The requirement ensures the government reviews auto-enrolment contribution levels for better retirement outcomes and considers adjustments based on economic conditions.
The report by Phoenix titled ‘Raising the Bar: A Framework for Increasing Auto Enrolment Contributions,’ proposes a framework for policymakers to determine when and how default contribution rates should rise to 12 per cent from the current 8 per cent.
The framework outlines tests for assessing the financial and economic situations that either support or require adjustments in default contribution rates. It was developed in cooperation with several partners, including the ABI, BCC, TUC, and PLSA.
Phoenix Group CEO Andy Curran says: “Automatic enrolment has been a huge policy success, helping many more people to save for their future. However, research from Phoenix Group’s longevity think tank Phoenix Insights found as many as 18 million people in the UK are not confident they are saving enough to meet their financial goals in retirement.

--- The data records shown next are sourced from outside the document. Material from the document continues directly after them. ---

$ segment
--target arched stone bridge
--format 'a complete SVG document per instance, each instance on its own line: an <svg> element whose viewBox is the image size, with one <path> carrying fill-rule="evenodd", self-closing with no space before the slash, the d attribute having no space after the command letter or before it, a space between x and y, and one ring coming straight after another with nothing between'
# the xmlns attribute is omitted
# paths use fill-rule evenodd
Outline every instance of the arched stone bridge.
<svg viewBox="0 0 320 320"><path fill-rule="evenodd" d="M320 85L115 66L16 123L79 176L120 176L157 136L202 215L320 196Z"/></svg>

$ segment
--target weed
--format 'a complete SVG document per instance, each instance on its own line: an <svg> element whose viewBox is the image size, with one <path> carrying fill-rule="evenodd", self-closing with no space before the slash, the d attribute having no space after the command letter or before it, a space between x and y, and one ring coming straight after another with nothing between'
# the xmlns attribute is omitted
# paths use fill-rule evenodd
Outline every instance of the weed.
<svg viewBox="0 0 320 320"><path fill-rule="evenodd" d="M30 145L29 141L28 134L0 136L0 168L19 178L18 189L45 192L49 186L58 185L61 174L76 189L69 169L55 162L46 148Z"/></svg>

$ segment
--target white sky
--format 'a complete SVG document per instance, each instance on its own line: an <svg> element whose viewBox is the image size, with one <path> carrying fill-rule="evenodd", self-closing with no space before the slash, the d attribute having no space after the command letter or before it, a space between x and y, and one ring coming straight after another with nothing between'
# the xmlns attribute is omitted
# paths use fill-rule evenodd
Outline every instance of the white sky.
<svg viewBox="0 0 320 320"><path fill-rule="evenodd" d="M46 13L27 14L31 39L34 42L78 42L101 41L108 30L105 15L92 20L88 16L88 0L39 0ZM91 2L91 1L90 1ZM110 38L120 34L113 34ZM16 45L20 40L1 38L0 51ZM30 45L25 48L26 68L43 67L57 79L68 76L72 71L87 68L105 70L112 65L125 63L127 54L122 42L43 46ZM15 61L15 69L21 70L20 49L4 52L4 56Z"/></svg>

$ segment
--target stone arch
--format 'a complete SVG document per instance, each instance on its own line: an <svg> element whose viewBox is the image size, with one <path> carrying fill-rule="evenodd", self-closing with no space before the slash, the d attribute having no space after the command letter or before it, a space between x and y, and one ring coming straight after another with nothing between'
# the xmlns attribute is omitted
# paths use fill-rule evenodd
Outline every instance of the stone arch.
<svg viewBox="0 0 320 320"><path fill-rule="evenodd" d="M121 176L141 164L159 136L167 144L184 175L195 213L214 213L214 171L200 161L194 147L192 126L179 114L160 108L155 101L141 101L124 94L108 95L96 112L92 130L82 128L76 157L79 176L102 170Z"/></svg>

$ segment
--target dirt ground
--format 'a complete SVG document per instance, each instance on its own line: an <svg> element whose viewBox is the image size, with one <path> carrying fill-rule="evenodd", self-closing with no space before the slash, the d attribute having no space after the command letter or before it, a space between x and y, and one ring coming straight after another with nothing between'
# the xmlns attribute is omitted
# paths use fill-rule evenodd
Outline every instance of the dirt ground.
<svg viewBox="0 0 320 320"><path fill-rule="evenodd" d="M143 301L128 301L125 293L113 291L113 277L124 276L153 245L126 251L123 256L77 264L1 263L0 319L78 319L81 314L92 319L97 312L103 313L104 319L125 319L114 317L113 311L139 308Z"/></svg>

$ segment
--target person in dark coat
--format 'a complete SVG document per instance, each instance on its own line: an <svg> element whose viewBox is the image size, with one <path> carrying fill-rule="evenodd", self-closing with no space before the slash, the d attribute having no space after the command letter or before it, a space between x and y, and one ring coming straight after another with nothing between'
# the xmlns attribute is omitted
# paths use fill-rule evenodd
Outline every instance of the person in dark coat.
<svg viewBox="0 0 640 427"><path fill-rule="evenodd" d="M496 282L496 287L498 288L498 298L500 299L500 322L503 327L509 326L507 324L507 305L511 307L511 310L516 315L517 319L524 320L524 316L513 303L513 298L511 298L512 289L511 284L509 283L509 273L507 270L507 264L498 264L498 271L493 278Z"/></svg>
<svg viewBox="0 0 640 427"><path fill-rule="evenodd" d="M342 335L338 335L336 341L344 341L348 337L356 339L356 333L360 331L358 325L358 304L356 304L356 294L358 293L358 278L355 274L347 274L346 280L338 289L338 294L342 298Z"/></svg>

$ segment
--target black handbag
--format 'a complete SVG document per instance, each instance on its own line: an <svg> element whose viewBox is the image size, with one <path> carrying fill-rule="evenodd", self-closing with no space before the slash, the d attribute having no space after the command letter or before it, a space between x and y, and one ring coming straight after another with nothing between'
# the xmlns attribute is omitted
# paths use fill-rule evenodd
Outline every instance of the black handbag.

“The single biggest lever we can pull to boost defined contribution pension savings and improve retirement outcomes, is to increase minimum auto-enrolment contributions. At the same time, both UK savers and businesses are facing substantial economic challenges. But as we enter the second decade of auto-enrolment, it’s vital we keep the conversation about increasing contributions alive, looking at how and when this should happen with a solution for the future.
“We want people to have the best opportunity of having financial security later in life. Acting on increasing contribution rates will mean more people reach retirement in a better financial position and are less likely to rely on the state to support their income. This report outlines a practical approach to taking the necessary steps to set people up for a more secure retirement.”

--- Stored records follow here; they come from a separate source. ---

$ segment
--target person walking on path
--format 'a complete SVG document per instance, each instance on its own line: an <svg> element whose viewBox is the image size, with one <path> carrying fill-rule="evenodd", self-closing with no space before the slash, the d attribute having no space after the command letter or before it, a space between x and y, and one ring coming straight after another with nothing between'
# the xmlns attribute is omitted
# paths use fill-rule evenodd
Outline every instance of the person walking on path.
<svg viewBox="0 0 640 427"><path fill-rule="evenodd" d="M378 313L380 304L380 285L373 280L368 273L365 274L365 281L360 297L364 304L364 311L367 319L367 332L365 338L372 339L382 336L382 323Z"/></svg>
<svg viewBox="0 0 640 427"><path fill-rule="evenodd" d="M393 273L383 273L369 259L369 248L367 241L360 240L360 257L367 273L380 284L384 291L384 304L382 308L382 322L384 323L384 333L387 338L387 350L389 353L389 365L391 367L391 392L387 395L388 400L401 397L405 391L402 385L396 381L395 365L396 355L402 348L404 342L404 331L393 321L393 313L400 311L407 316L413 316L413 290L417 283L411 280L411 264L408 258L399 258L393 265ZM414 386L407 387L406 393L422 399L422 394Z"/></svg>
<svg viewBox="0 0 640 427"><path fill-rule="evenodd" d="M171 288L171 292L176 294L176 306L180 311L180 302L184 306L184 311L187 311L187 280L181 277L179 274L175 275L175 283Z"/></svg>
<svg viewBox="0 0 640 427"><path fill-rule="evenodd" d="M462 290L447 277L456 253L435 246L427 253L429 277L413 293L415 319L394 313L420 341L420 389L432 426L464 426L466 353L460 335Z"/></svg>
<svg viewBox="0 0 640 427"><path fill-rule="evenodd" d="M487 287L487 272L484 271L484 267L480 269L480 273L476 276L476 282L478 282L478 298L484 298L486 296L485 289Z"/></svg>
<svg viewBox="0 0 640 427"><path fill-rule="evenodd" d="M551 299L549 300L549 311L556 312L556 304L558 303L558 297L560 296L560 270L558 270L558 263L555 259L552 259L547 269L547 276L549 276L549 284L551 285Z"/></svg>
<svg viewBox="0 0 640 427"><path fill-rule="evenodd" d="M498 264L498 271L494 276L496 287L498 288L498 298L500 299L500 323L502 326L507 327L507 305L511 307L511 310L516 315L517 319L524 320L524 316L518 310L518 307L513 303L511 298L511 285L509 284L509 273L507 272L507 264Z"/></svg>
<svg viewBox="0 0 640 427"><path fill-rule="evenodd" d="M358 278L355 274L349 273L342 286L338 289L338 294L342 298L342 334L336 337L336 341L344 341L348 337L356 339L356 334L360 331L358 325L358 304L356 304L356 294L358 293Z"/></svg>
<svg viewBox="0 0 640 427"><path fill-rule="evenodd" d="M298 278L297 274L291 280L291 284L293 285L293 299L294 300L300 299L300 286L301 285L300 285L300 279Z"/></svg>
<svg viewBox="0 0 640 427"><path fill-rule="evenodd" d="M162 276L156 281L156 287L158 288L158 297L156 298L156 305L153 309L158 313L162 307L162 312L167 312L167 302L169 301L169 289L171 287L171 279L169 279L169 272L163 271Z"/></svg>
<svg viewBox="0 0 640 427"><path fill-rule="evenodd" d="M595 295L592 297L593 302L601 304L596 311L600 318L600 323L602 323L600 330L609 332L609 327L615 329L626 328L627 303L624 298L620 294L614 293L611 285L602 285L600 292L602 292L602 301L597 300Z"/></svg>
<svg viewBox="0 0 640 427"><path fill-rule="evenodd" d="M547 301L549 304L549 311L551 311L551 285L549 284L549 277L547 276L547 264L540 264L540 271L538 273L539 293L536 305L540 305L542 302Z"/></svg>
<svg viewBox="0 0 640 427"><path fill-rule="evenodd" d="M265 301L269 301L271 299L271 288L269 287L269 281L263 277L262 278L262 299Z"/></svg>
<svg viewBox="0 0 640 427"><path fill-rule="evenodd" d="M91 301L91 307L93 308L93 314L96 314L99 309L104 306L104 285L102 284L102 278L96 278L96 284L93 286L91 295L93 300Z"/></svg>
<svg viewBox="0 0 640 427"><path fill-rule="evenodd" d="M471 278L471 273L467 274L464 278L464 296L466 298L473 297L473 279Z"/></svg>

Standard Life managing director for workplace pensions Gail Izat says: “Auto-enrolment has significantly increased the number of people with pension savings, and it’s now imperative that we extend our focus to include savings adequacy. It’s clear that minimum contributions need to rise above 8 per cent to give everyone the chance of a decent standard of living in retirement, however moving at the right time is key to the ongoing success of the scheme.
“A yearly review into pension adequacy, laid out in law, is needed to structure our approach to balancing much-needed policy with the short-term pressures on employers as well as employees. Any move to boost pension provision will involve a trade-off, and it’s worth noting prior large-scale changes like the introduction of the minimum wage and the initial launch of auto-enrolment have passed with little incident and boosted people’s financial and general wellbeing, benefiting employers in the process. At the same time, we’ve experienced a swathe of economic challenges in recent years and decisions need to be taken in full context of wider economic conditions.
“Without action, we face ongoing under-saving issues across the generations as they move closer to retirement. We’re confident that the framework underpinning the call for the Statutory Requirement sets out a clear, pragmatic route for policymakers to propel workers’ towards better later lives, while paying due regard to the needs of employers.”
WPI Economics managing director Laura Osborne says: “To avoid the prospect of a bleak retirement for today’s median earners, it is critical to increase auto enrolment contributions. However, the big question is ‘when?’, given the current cost pressures faced by both households and businesses.
“This framework takes a pragmatic approach, putting in place meaningful safeguards to ensure that increases in pension savings are only triggered as the economy improves. We believe this can underpin a consensus-based approach to ensuring more people enjoy a decent retirement.”